I haven't bought much this year, clothing-wise, but I always do like my shoes. And while an expensive shoe is no doubt a thing of beauty and longevity, sometimes you need something else. Sometimes you can only afford something else.
My dress this holiday season was black.
But I added some accessories, and most of the sparkle came from my shoes.
It seems that over the last few years, I have allowed my inner disco ball to have its day. This morning I lined them all up and kind of went "huh, that's a lot of sparkly shoes."
|The red ones were $30 at Payless and make me feel like Dorothy!|
Perhaps I do not need any more sparkly shoes.
On the other hand, a pair of sparkly shoes in the dead of winter is a fine thing: a conversation starter, something to look at under the dinner party table, something that makes you stand out, for good or bad. When my toes twinkle, I twinkle.
At one point, I considered ridding myself of some of these things, and yet I loved them, in spite of it all. In my book, loving something is a sign that one should keep the thing even if they aren't perfect or tasteful. I can think of dozens of things I would part with before I could completely eliminate sparkle in my life. And while darling Jennifer helped me realize how best to present myself to the world now that I am in my fifties, a sparkly party shoe will always be in my closet. It seems my shoes are the Iris Apfels of my closet.
I have learned many lessons this past year: that like is best with like, that creativity and bravery are valued by me more than anything and that I don't have enough to say about clothes, especially when compared with those who genuinely have a flair or budget for it.
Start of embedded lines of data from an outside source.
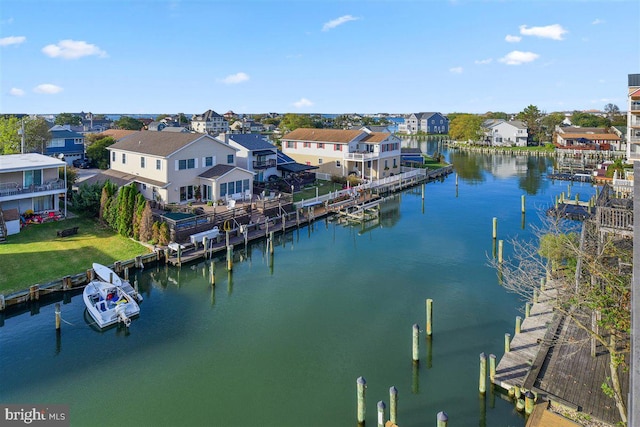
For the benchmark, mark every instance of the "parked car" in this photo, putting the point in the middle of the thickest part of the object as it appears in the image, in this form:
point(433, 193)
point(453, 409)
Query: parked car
point(82, 163)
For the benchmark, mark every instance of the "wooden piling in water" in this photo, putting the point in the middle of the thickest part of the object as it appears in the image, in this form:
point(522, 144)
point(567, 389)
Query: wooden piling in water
point(381, 409)
point(429, 316)
point(495, 227)
point(57, 310)
point(492, 366)
point(416, 345)
point(442, 419)
point(360, 386)
point(393, 405)
point(482, 384)
point(230, 257)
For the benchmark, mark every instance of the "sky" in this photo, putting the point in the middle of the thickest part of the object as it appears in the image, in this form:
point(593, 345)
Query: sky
point(307, 56)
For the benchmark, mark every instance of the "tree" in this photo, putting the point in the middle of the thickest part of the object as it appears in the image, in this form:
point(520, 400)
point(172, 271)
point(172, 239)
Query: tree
point(548, 125)
point(466, 127)
point(97, 149)
point(531, 117)
point(128, 123)
point(86, 200)
point(612, 110)
point(68, 119)
point(9, 136)
point(593, 286)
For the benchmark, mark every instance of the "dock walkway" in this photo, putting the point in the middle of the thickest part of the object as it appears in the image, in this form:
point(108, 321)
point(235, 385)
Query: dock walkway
point(552, 357)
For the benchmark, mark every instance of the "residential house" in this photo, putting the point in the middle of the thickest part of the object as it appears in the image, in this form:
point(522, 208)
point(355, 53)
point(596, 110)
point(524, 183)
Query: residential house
point(361, 152)
point(633, 118)
point(255, 154)
point(31, 182)
point(431, 123)
point(210, 123)
point(171, 167)
point(507, 133)
point(65, 144)
point(585, 138)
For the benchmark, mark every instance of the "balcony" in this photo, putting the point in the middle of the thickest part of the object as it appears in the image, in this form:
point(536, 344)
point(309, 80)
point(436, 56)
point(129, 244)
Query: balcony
point(11, 190)
point(264, 164)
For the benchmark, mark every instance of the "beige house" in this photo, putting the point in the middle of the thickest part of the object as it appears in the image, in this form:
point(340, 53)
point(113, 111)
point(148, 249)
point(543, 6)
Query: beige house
point(371, 155)
point(178, 167)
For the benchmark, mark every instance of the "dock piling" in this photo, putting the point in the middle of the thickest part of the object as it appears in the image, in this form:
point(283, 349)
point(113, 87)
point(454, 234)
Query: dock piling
point(393, 405)
point(57, 310)
point(482, 386)
point(429, 316)
point(442, 419)
point(416, 345)
point(361, 385)
point(492, 366)
point(381, 409)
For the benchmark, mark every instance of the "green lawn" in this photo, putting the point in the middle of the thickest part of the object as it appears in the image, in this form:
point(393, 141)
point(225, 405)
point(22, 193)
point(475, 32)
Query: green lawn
point(37, 256)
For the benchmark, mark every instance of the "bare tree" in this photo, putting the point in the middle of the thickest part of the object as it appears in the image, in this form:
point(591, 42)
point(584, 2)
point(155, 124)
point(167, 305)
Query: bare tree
point(590, 269)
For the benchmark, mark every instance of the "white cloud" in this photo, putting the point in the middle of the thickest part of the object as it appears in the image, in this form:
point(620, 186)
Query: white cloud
point(236, 78)
point(47, 89)
point(338, 21)
point(517, 57)
point(554, 31)
point(8, 41)
point(73, 49)
point(303, 102)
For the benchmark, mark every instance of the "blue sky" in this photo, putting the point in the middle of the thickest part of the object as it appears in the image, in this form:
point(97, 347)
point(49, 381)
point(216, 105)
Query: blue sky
point(315, 56)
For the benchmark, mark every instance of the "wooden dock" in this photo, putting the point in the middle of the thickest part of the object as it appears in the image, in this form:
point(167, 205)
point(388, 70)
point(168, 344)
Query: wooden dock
point(551, 356)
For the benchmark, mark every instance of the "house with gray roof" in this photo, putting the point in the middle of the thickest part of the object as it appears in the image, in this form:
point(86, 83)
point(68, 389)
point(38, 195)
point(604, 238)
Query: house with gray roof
point(210, 123)
point(507, 133)
point(431, 123)
point(255, 154)
point(174, 167)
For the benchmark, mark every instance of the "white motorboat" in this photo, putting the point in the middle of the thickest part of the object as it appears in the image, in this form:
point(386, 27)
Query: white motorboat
point(109, 304)
point(107, 275)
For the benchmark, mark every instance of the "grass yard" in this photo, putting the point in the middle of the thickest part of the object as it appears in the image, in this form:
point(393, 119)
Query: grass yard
point(37, 255)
I like clothes, I just don't care enough it seems to work at, and it is work for me, as I am not a natural. A few nice pieces of clothing are swell, sure, but it doesn't go much further than that for me. I much prefer to see what others do there and admire from afar.
Shoes on the other hand, are a different matter. I love my shoes. And I love variety in my shoes and boots. None of the shoes in the picture above were expensive (save my old Donald Pliners) but they are comfortable and I love them.
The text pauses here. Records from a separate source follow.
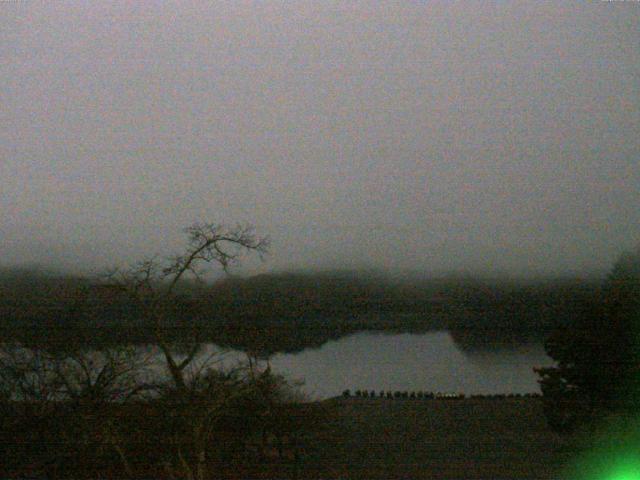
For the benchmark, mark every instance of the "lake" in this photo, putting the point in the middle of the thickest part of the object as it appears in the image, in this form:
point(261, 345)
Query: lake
point(429, 362)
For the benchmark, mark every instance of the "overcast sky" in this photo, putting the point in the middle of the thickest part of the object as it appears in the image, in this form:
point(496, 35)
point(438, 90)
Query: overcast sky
point(431, 136)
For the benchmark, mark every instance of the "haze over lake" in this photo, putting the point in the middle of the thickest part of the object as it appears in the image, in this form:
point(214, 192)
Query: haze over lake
point(427, 362)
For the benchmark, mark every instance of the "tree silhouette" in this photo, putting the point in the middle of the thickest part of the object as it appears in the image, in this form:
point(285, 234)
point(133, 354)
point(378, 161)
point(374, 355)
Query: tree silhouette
point(598, 356)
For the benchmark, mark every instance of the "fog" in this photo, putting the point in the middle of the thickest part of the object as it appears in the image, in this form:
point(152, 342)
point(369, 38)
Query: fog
point(422, 136)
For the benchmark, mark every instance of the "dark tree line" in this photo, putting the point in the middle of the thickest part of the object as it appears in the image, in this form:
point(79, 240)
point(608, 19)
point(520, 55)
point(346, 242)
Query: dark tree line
point(597, 354)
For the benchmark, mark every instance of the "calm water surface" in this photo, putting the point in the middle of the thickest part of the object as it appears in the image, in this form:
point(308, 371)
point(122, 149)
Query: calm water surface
point(429, 362)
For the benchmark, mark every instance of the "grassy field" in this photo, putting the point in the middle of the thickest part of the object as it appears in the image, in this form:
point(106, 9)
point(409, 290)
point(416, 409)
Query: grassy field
point(472, 438)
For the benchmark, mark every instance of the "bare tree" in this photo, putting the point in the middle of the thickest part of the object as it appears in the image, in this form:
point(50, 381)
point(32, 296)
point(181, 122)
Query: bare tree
point(152, 284)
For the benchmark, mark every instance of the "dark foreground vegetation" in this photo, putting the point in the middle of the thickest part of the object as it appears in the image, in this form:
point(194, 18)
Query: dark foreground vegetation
point(110, 378)
point(340, 438)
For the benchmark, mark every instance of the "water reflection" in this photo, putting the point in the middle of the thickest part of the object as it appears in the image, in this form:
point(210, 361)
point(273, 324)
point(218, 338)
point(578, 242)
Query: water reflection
point(429, 362)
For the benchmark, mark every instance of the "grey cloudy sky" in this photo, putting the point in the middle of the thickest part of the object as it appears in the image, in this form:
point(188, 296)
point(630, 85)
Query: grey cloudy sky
point(430, 136)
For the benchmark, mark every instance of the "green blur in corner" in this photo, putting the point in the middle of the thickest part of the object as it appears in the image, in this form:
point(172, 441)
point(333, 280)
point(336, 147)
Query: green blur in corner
point(611, 453)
Over the past year I have struggled to keep this blog interesting and I suspect at times I have failed. When I started blogging several years ago, it was a way to get back into writing and truthfully, the fashion blogs were what I stumbled upon first. But really, I wasn't particularly good at it and I spent more money than I cared to in order to keep up. I am not a fashionista and the effort to try and be one was not satisfying for me.
I will always admire the style of others, but to be my authentic self, I must admit that while I like to look nice, I am not all that comfortable sharing my blah outfits of the day! :-) And this is no critique of others for their love of clothing and their beautiful style. We are all unique, and our interests should be celebrated.
I am even contemplating a moratorium on clothes shopping for awhile, and simplifying things further.
So I hope you will stick around as I muse on other things (and the odd pair of shoes), including creativity, bravery, family, and all the goodness in this old world.